The ruling comes as a result of a historic case that the justice department brought in 1999 accusing the tobacco companies of racketeering, The Guardian reported.
The ruling was given out by US district judge Gladys Kessler who wrote that this campaign would be the best thing to counterweight to the "past deception" by the companies' way back in 1964.
The advertisements must be published in various media for the next two years and the according to the report, the estimated cost of the campaign may lead to another prolonged fight.

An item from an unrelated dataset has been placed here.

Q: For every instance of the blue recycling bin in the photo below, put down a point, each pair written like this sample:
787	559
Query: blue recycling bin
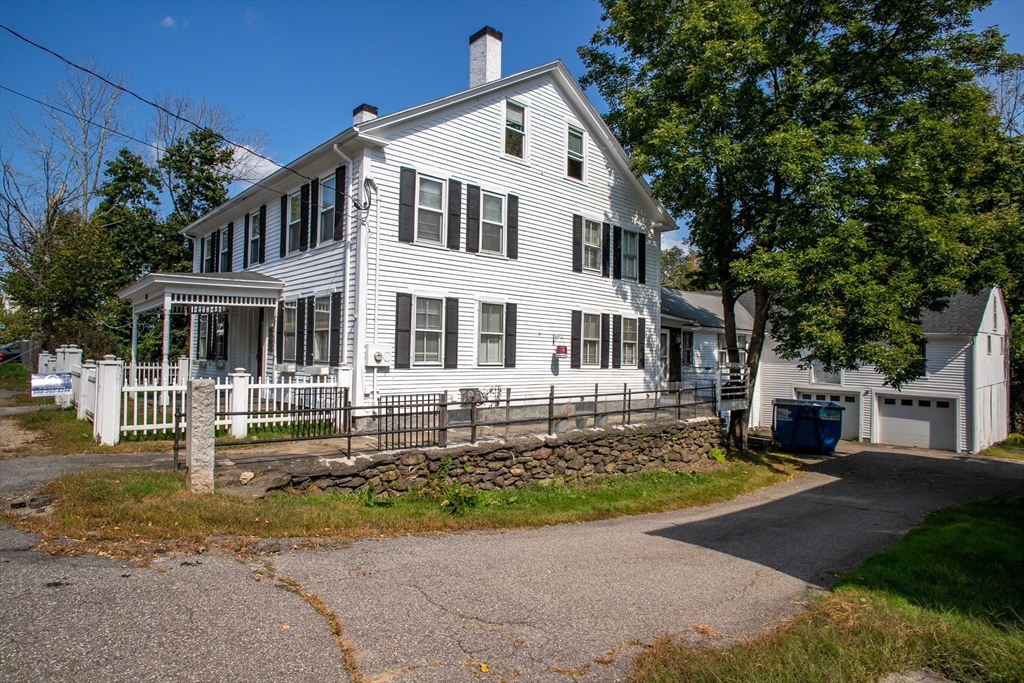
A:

Some of the statements that the companies will be required to use in the campaigns will be "A federal court has ruled that the defendant tobacco companies deliberately deceived the American public by falsely selling and advertising low tar and light cigarettes as less harmful than regular cigarettes" and "Smoking kills, on average, 1,200 Americans. Every day."
The statements have been appreciated by health advocates.
"Requiring the tobacco companies to finally tell the truth is a small price to pay for the devastating consequences of their wrongdoing," said Matthew Myers, president of the Campaign for Tobacco-Free Kids, an anti-tobacco group in Washington.
"These statements do exactly what they should do. They're clear, to the point, easy to understand, no legalese, no scientific jargon, just the facts," said Ellen Vargyas, general counsel for the American Legacy Foundation.
According to a report issued in September by the Federal Trade Commission, for the promotion of their products, the largest cigarette companies in the US spent $8.05bn in 2010.